Sometimes it’s because system administrators fear that some part of the update process could go awry and lead to service interruptions. Even when things do go as planned, there can still be unwanted complications. That’s the reality five Australian hospitals are dealing with this week.
In the wake of the WannaCry outbreak, Queensland Health moved quickly to ensure that the proper protections were put in place. In addition to Windows, Citrix and clinical workflow software from Cerner was also patched. While the updates “protected the integrity of [hospital] systems and data,” they have also made it difficult for some staff to access medical record systems.
Just two months passed from Wikileaks’ revelation of the EternalBlue exploit to when WannaCry began spreading. That isn’t a lot of time to test and update every piece of computer equipment that needs to be patched, especially in an incredibly complex environment like a hospital. There’s far more to worry about than just desktop computers or laptops. Windows computers are also embedded into medical imaging and diagnostic equipment, and some were vulnerable to the attack.
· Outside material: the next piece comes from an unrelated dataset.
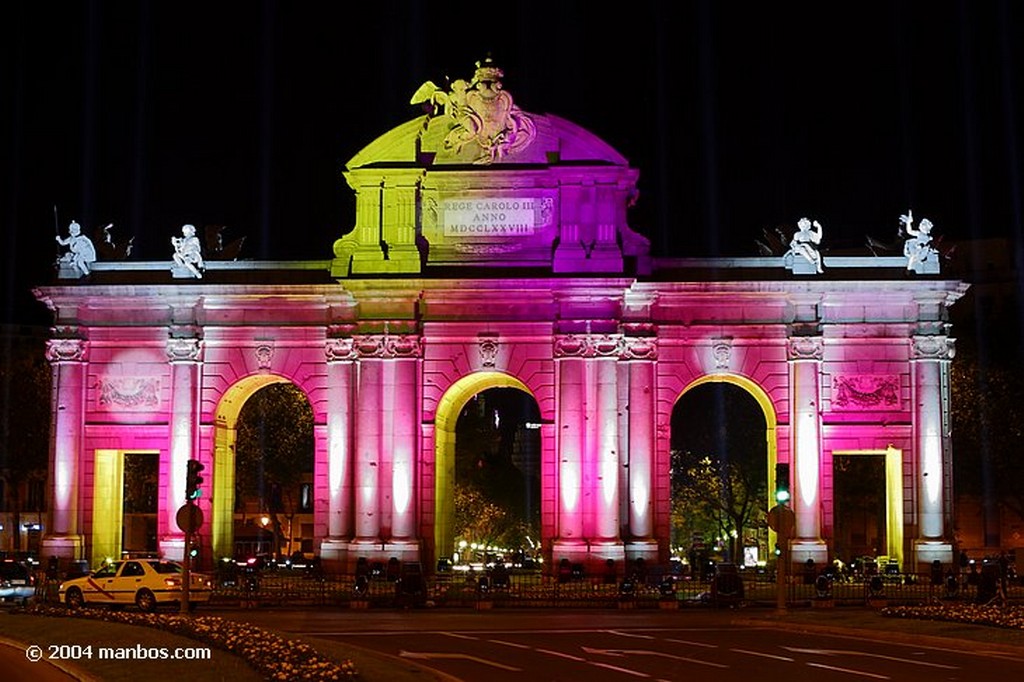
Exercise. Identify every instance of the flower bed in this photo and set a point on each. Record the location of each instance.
(272, 655)
(997, 616)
When fixes need to be applied in a hurry, there’s always a chance that there will be side effects. Still, patching against WannaCry and any future copycat malware was important enough for Queensland Health to take the risk.
In the past, this could’ve been a tough sell. In 2017, however, the “if it ain’t broke, don’t fix it” mentality can’t be applied to computer systems. Advice from the United States Computer Emergency Readiness Team (US-CERT) is very clear: “Vulnerable applications and operating systems are the target of most attacks. Ensuring these are patched with the latest updates greatly reduces the number of exploitable entry points available to an attacker.”
Yes, Queensland Health is coping with some issues accessing their systems. Trouble logging in or accessing records is, however, a huge step up from having an entire network ransomed, servers full of critical data lost, and surgical procedures interrupted.